Millennials are trending away from organized religion, but toward more belief in spirituality, including embracing new age and pseudoscientific beliefs like astrology. It is always complex to tease apart the many possible cultural factors leading to this trend, but it is clear that the younger generation has increasing beliefs in nonsense and woo. This apparently includes vaccine denial.

Social media always comes up as a possible factor, and this is plausible as one of many. Misinformation and fashionable nonsense can spread quickly and easily on social media. It is also easy to spread fear, and fear can be very effective. It is more difficult to reassure the public with complex evidence than to stoke fears through misinformation. This has been the chronic advantage of movements like the anti-vaxxers. They only have to instill doubt and fear, they do not have to make a solid case with science and evidence.

There are other trends that are also likely tied to this one. There is a decreased respect overall for experts and the very concept of expertise. Citing expertise is perceived as elitism. The millennial generation does appear to be more egalitarian, which is a good thing, but those sentiments are misplaced when it comes to science and scholarship. Science is not a democracy, and all opinions are not equal. Facts, evidence, and logic matter.

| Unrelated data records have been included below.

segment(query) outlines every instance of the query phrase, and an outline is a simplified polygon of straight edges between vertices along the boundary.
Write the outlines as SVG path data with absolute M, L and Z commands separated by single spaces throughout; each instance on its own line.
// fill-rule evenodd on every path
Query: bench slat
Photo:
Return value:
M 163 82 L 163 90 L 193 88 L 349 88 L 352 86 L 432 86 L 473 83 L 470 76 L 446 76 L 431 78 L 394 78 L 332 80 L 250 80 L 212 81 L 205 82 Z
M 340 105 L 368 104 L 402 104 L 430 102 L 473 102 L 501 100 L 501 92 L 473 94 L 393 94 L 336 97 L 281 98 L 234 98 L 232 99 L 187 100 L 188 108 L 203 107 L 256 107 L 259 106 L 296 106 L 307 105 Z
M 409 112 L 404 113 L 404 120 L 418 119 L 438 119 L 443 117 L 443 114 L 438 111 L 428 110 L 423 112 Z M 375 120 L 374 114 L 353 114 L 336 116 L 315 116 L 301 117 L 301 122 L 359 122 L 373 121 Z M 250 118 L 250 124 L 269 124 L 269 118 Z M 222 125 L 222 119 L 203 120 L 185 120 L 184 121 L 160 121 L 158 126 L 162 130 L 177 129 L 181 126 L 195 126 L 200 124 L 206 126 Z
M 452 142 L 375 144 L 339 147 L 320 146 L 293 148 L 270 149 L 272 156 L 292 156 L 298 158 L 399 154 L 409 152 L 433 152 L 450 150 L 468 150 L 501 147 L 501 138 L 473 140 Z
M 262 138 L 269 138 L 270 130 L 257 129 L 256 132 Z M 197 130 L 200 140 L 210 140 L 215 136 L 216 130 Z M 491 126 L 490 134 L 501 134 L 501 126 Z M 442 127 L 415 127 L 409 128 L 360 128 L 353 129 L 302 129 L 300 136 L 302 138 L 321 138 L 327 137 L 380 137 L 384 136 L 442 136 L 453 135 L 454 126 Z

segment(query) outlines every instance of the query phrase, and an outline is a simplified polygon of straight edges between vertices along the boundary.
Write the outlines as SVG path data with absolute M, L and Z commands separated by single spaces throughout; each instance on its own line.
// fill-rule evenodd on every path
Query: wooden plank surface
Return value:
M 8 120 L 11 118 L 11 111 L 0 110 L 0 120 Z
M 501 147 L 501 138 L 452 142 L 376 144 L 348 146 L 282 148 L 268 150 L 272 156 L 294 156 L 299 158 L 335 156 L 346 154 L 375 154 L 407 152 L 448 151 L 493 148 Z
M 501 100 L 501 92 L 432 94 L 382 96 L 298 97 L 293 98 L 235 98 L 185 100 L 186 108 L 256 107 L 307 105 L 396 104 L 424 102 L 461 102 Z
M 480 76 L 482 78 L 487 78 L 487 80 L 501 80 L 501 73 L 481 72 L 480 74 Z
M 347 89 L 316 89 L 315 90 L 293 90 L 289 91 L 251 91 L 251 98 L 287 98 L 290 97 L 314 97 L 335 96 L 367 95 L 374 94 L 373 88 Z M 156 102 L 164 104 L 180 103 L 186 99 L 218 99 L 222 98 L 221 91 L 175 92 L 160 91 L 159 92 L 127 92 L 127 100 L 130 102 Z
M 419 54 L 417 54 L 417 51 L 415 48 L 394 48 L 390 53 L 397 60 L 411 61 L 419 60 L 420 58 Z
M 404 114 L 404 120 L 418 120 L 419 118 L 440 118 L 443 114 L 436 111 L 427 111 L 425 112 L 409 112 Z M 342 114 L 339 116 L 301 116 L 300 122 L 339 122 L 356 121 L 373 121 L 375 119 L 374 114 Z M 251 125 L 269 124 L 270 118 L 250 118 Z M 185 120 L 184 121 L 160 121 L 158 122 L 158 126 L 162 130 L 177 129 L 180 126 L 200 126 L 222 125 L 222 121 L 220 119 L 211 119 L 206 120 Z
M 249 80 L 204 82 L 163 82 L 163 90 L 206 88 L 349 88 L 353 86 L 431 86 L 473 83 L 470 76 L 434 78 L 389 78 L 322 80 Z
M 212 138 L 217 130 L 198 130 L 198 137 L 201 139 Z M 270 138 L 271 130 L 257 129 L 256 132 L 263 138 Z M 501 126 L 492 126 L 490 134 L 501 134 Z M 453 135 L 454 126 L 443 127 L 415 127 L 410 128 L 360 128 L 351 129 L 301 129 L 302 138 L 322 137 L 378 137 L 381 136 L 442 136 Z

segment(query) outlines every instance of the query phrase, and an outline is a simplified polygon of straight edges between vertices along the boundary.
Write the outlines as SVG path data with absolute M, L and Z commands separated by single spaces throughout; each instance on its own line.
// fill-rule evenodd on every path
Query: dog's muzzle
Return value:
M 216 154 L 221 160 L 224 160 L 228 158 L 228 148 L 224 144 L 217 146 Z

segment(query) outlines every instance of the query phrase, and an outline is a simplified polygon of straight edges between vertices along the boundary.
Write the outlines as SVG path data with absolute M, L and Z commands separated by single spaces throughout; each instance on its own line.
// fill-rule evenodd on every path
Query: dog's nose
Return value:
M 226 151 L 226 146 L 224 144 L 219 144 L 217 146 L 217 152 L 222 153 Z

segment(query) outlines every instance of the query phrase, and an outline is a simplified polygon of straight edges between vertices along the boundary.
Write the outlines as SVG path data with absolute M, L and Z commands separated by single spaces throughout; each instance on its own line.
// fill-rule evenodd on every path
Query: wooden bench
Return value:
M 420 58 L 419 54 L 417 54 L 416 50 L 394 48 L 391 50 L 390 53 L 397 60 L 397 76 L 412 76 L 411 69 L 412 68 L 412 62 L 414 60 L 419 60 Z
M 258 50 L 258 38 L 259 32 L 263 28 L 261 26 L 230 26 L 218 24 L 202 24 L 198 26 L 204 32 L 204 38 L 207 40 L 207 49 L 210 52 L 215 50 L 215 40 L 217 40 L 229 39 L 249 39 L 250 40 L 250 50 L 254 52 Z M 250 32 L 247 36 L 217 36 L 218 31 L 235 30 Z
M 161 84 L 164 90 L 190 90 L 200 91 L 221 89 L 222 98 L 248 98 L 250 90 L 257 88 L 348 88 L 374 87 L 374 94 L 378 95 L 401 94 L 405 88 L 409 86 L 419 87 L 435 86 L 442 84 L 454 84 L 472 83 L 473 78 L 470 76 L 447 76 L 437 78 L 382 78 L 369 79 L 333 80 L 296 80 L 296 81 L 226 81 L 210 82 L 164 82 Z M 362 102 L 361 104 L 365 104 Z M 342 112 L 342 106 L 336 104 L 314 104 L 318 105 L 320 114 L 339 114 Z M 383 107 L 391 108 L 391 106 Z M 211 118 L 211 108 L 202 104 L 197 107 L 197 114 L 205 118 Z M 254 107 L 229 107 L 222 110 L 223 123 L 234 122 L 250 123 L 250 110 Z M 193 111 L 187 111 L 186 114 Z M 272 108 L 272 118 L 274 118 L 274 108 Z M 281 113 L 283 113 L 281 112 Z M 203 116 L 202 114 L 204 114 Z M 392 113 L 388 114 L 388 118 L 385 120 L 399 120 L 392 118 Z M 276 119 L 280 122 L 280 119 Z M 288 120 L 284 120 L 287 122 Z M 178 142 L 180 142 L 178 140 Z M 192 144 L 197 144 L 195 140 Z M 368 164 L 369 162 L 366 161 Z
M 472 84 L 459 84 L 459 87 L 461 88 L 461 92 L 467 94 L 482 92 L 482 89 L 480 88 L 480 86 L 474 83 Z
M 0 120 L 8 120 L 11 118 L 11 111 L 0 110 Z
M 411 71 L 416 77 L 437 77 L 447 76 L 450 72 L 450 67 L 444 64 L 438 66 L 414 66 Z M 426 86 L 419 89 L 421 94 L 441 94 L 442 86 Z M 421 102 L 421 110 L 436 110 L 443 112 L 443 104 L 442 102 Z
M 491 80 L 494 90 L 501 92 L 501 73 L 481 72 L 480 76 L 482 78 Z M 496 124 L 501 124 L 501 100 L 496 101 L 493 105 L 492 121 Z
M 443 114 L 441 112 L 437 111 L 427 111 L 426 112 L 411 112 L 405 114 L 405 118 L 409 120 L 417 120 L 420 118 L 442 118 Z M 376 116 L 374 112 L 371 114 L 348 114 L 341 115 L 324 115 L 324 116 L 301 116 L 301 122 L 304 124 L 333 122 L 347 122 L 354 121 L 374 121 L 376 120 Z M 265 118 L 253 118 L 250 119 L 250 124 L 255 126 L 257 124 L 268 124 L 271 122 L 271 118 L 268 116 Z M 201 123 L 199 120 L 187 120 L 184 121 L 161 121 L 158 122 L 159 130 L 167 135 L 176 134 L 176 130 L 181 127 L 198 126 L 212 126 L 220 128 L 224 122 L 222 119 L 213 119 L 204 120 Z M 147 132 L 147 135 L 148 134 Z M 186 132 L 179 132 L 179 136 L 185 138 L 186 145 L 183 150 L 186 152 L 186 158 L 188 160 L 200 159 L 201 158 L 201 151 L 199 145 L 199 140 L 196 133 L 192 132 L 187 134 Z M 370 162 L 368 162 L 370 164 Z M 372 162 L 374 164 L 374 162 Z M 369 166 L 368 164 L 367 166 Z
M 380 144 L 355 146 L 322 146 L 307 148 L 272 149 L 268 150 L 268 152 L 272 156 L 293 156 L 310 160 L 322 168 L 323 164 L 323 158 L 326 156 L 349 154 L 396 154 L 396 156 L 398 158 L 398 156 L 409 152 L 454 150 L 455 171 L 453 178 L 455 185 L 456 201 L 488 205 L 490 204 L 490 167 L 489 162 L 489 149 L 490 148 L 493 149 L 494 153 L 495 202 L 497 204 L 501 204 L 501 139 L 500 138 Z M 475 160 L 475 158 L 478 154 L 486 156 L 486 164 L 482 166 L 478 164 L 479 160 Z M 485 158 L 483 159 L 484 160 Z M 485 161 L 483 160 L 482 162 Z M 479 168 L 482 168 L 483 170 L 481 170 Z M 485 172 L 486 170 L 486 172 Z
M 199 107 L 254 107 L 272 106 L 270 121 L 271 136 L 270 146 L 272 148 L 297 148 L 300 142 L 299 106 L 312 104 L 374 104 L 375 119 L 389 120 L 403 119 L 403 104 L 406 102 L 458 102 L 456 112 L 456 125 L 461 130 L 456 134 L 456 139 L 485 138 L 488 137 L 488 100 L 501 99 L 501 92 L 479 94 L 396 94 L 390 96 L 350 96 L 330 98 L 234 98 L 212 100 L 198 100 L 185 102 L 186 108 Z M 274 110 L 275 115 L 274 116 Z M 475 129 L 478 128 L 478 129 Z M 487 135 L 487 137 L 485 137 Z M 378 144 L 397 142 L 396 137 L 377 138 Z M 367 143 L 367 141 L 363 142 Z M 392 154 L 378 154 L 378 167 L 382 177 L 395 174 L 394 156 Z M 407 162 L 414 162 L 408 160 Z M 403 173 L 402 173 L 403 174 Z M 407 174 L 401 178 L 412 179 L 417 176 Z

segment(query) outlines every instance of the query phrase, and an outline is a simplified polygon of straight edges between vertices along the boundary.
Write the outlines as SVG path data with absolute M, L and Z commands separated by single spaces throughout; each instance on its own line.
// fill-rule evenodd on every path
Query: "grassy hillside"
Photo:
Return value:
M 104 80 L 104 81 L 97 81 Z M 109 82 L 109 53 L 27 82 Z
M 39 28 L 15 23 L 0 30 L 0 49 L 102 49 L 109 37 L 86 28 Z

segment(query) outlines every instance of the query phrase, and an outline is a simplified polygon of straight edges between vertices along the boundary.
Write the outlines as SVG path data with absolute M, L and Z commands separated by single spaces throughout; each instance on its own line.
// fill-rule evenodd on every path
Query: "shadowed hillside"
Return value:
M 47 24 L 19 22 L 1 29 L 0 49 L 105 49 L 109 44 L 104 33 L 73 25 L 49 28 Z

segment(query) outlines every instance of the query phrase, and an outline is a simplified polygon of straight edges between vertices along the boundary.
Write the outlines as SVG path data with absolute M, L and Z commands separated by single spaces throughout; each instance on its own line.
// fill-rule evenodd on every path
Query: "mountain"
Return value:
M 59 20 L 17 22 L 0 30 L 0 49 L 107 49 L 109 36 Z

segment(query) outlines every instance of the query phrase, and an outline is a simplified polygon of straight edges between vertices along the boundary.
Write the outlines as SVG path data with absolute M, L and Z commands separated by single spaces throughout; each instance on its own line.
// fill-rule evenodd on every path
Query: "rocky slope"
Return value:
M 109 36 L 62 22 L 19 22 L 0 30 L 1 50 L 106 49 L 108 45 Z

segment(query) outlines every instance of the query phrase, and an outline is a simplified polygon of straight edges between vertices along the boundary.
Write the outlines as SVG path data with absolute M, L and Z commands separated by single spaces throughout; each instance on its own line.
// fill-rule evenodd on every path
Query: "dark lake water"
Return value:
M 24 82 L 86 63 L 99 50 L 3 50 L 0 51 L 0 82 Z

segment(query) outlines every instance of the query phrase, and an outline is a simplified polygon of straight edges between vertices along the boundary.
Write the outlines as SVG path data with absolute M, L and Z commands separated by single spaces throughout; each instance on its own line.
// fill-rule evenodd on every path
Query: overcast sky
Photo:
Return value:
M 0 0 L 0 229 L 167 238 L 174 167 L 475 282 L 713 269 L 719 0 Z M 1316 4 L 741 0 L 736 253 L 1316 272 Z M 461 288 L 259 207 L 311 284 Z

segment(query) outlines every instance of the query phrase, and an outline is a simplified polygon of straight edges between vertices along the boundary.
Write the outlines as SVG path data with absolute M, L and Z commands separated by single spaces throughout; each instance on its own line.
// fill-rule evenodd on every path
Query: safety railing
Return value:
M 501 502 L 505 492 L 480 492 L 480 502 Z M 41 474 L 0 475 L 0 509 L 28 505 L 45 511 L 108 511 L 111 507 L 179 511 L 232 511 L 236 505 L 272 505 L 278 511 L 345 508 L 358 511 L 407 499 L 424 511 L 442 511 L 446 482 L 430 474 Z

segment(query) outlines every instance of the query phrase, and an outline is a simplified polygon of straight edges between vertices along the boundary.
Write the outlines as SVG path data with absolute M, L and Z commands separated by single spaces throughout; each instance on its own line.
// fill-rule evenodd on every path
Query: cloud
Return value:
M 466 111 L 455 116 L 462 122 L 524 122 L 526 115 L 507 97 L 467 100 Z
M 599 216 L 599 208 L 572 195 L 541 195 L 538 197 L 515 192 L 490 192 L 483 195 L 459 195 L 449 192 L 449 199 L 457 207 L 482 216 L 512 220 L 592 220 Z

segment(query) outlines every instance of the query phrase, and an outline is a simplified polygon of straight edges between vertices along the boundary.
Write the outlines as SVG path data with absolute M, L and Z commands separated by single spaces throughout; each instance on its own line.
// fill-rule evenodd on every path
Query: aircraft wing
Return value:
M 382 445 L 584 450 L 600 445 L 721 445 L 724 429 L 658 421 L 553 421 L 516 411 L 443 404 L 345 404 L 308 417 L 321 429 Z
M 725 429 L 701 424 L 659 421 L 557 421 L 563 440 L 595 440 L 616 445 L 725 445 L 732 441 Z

In general it seems that the challenge we face is properly balancing a sense of fairness, openness, and the free exchange of information with a respect for expertise, facts, and following a proper rigorous methodology. These things do not need to be in conflict. A proper balance does require a thoughtful nuanced approach, and that’s a lot of intellectual work. There are also many forces out there motivated to keep people from doing the hard work of thinking for themselves. It’s a lot easier to accept a pre-packaged narrative, and if that narrative sells you some snake oil -well, that’s actually the point.

The challenge we face now is promoting a culture in which respect for facts and valid methods are paramount. We need a return of respect for expertise and a shared reality based on agreed-upon methods for determining which facts are more likely to be true. The persistence of anti-vaxxers is a good overall measure of how we’re doing, and simultaneously a good reminder of the stakes. Lives are literally at stake, and not just for the anti-vaxxers themselves. Their pseudoscience threatens the community immunity that protects us all.